The fried shrimp must have been really reluctant to head into the sewers right after eating because she put on a stiff smile, circled behind Mariydi, and started guiding her elsewhere.

They ended up right in front of the window to a perfectly normal clothing store.

One of the mannequins wore a children’s party dress that was the perfect size for Mariydi. The gorgeous wine-red shoulder-exposing dress aligned perfectly with the girl’s own reflection in the glass.

“Look, look. Couldn’t you live this kind of elegant life instead of one of blood and gun smoooke?”

“…Specifically how are you trying to change me?”

“Wellll… You could learn an artistic skill like the piano or violin as pillar of support for your self-esteem, you could use that to establish a network of connections with people in all sorts of industries at a young age, you could establish a position for yourself in a safe country with no connection to war, you could build yourself a house in the kind of fancy upper-class district everyone wants to live in, and you could start a happy family there…”

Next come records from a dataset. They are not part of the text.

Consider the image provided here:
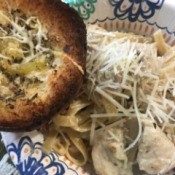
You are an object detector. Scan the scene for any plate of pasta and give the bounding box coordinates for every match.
[2,0,175,175]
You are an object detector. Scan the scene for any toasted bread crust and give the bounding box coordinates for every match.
[0,0,86,131]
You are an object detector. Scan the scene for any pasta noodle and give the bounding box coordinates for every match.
[42,25,175,174]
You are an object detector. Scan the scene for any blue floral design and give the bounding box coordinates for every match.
[63,0,97,20]
[7,136,77,175]
[109,0,164,22]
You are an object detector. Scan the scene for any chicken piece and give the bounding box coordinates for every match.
[92,128,132,175]
[137,123,175,174]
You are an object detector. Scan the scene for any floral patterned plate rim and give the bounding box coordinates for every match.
[1,0,175,175]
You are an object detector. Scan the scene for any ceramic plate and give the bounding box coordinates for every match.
[2,0,175,175]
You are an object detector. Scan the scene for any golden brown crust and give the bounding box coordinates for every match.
[0,0,86,131]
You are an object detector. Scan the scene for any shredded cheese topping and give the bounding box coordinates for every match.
[42,25,175,174]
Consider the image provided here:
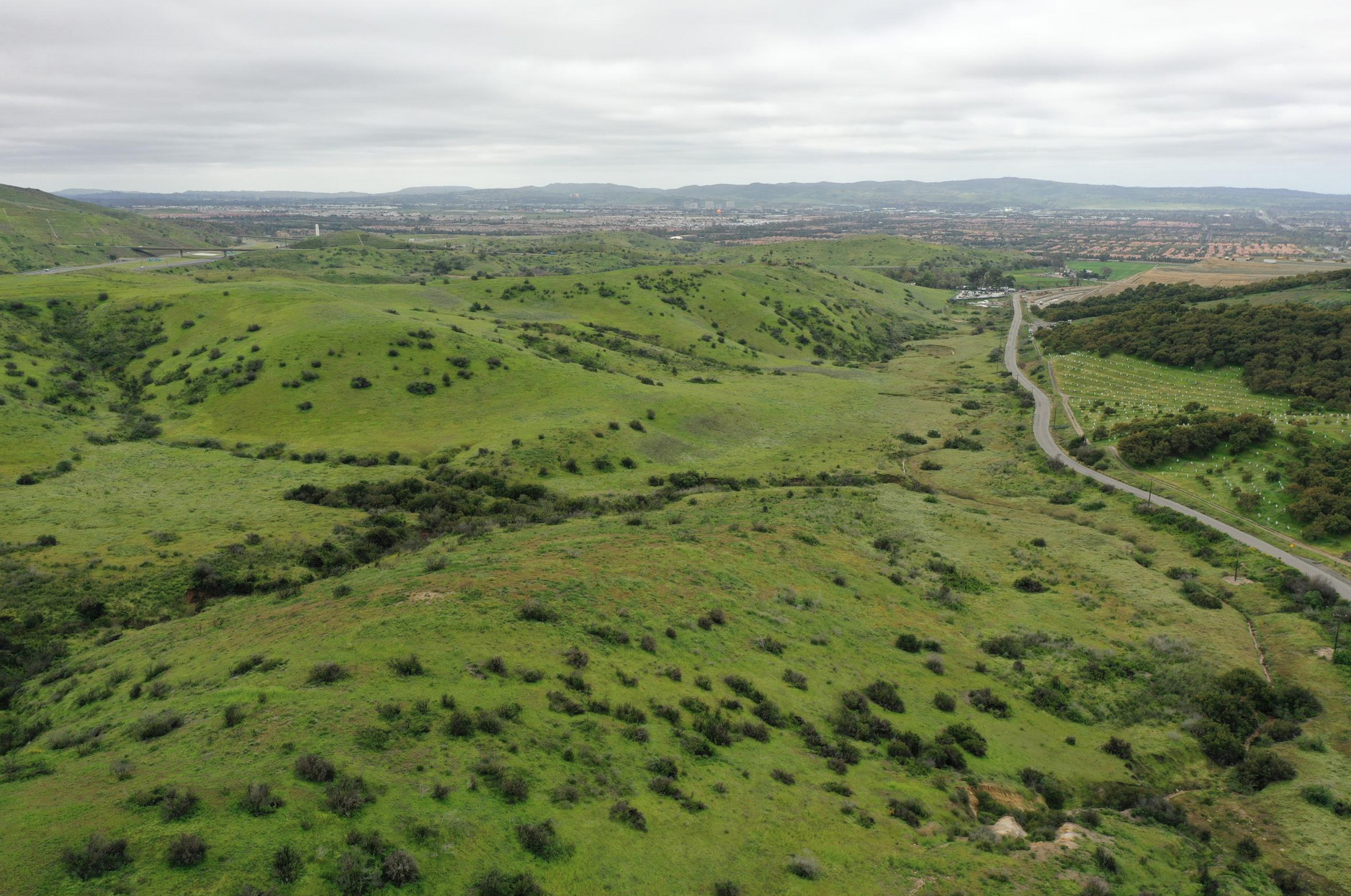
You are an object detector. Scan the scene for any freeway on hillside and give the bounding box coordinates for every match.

“That’s too scarily specific!!”

She seemed lost in her own fantasy world, but what they had to do remained the same. They headed straight for the sewers below the city.

The military supposedly had it locked down, so there were no blatant entrances to the underground. And those using them must have decided posting guards would only make the entrances stand out more. The suspicious manholes and drain openings were generally just ignored.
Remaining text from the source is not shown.